In 1994, sorghum ranked fifth among the most important cereal crops of the world after wheat, rice, maize and barley in both total area planted and production. Eighty percent of the area devoted to sorghum is located within Africa and Asia.

Sorghum originated in the north-eastern quadrant of Africa, where the greatest variability in wild and cultivated species is found to this day. The first steps towards domestication took place in the area of the Sudan and Chad between 5,000 and 7,000 years ago. From this center of origin, it was distributed along trade and shipping routes throughout Africa, and through the Middle East to India at least 3,000 years ago. It reached China along the silk route. Sorghum was first taken to the Americas through the slave trade from West Africa. It was reintroduced in late 19th century for commercial cultivation and has subsequently been introduced into South America and Australia.

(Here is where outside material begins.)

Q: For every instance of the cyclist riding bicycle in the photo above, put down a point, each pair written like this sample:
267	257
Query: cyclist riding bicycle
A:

Sorghum has a very hard kernel. This makes it resistant to disease and damage but also requires further processing to enhance its feeding efficiency. Sorghum is ground, cracked, steam flaked, roasted, micronized, or reconstituted. These processing techniques will enhance the nutritional value of sorghum by 12-14 %.

In rural Botswana the majority of people are engaged in agriculture to improve their socio-economic lifestyles. Nevertheless, the lack of an appropriate technological capacity in the areas of cultivation, weeding, harvesting and processing has in many ways frustrated the rural economic sectors effort in increasing productivity and income earning opportunities for its target population. In spite of these shortcomings, agriculture continues to be emphasised within the government's planning strategies, concomitant with the ever increasing support from non-governmental organisations.

Rural Industries Innovation Centre

Among these non-governmental organisations is the Kenya based Rural Industries Innovation Centre (RIIC) in the Southern District of Botswana. RIIC has made commendable breakthrough in the development and dissemination of appropriate technologies to increase the effectiveness of agriculture to the rural economic sector. More importantly, agriculture is made a more economically rewarding occupation.

RIIC has achieved a glittering breakthrough in the development and dissemination of the sorghum dehuller, which is designed to relieve women and children of the laborious and time consuming hand stamping drudgery in rural areas.

The sorghum dehuller decorticates dry sorghum through measurable bran extraction. The principle employed is that of progressive abrasion of the outer layers of grains throughout the dehuller barrel. The grains so decorticated are then funneled to the hammermill which converts them into the flour. The flour produced is distributed to the retail outlets for sale to the members of the public. The net result of the sorghum milling industry, which has hitherto grown to 56 operations nationwide, has been the creation of 224 jobs, most of which are held by women who also perform leadership roles in most of these operations. In addition, the sorghum dehuller has been exported to ten African countries: Lesotho, Malawi, Mali, Namibia, Senegal, South Africa, Swaziland, Tanzania, Zambia and Zimbabwe.

The confidence in the sorghum dehuller within the international community rendered itself in 1986 when the technology got first prize out of 27 competitors in a development technology competition mounted for technologies from developing countries in Genoa, Italy.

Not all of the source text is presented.